O CASO DO MENINO MILAGREIRO - Tchello d'Barros
O CASO DO MENINO MILAGREIRO
Tchello d’Barros
Pouca gente se lembra do menino milagreiro. Os mais antigos ainda conservam alguma lembrança dele. Há quem afirme que ele nem existiu mas tem gente que jura até que foi curada por ele. O fato é que naquela longínqua e chuvosa tarde de inverno ele ficou na janela da casa contemplando o espetáculo dos relâmpagos e trovões que a mãe natureza exibia gratuitamente. Ele disse que não haveria enchentes dessa vez.
Ninguém lhe deixou ir brincar na chuva, mas depois da tempestade, aproveitou a calmaria para ir brincar descalço na rua e ver os efeitos do toró. Não constatou nenhum dano nas árvores e casas, mas o aguaceiro formou uma corrente de água junto ao meio-fio da calçada, onde ele divertia-se chutando as ondinhas e observando a beleza das imagens abstratas que as manchas de óleo dos carros deixavam na superfície úmida do asfalto. O óleo em contato com a água formava alguns arco-íris coloridos, em desenhos que lembravam, flores, animais, rostos, anjos e estrelas. Lembrou-se então que outra substância produzia um efeito parecido. Um tanto traquinas, pulou o muro do vizinho e apanhou algumas bergamotas. Depois de deliciar-se com os gomos acridoces, foi até o campinho onde jogava bola com os colegas. O lugar estava todo inundado formando diversas poças d’água.

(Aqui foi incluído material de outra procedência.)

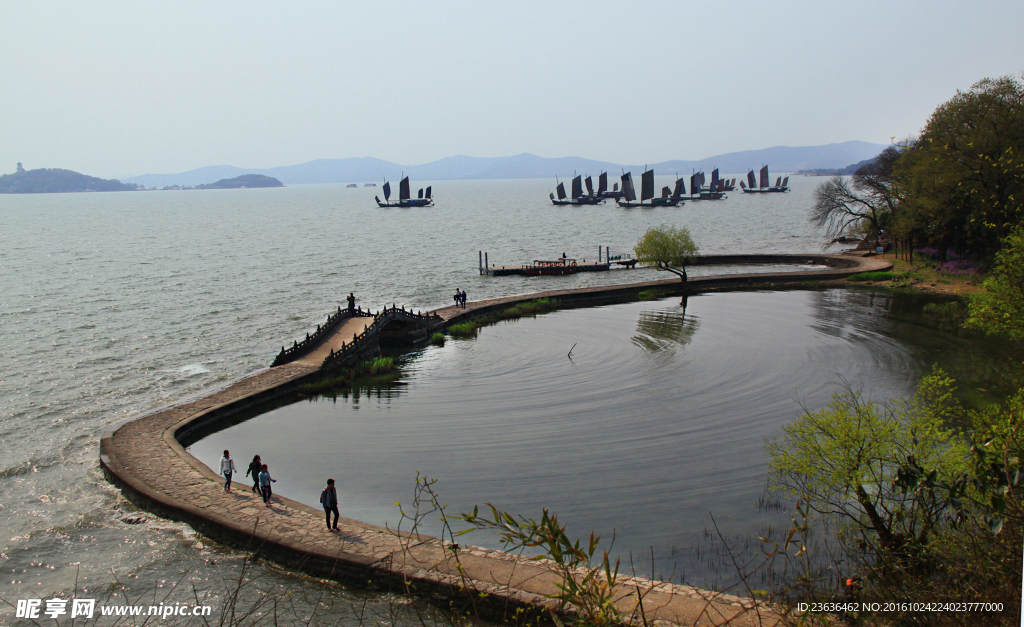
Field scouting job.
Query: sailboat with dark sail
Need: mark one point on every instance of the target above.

O menino milagreiro escolheu então uma poça arredondada, de cerca de meio metro de diâmetro e depois de reparar as nuvens cor de gelo no espelho da água, pegou alguns pedaços de cascas das bergamotas e passou a espremê-los, sobre as nuvens que apareciam no espelho. A casca esguicha minúsculos jatos do ácido contido em seus poros e ao entrar em contato com a água produz efeitos coloridos, semelhantes às manchas do óleo, semelhantes ao arco-íris, semelhantes aos quadros de arte psicodélica. As nuvens abriram então uma pequena janela para que até o sol pudesse espiar esse curioso ato mágico do petiz.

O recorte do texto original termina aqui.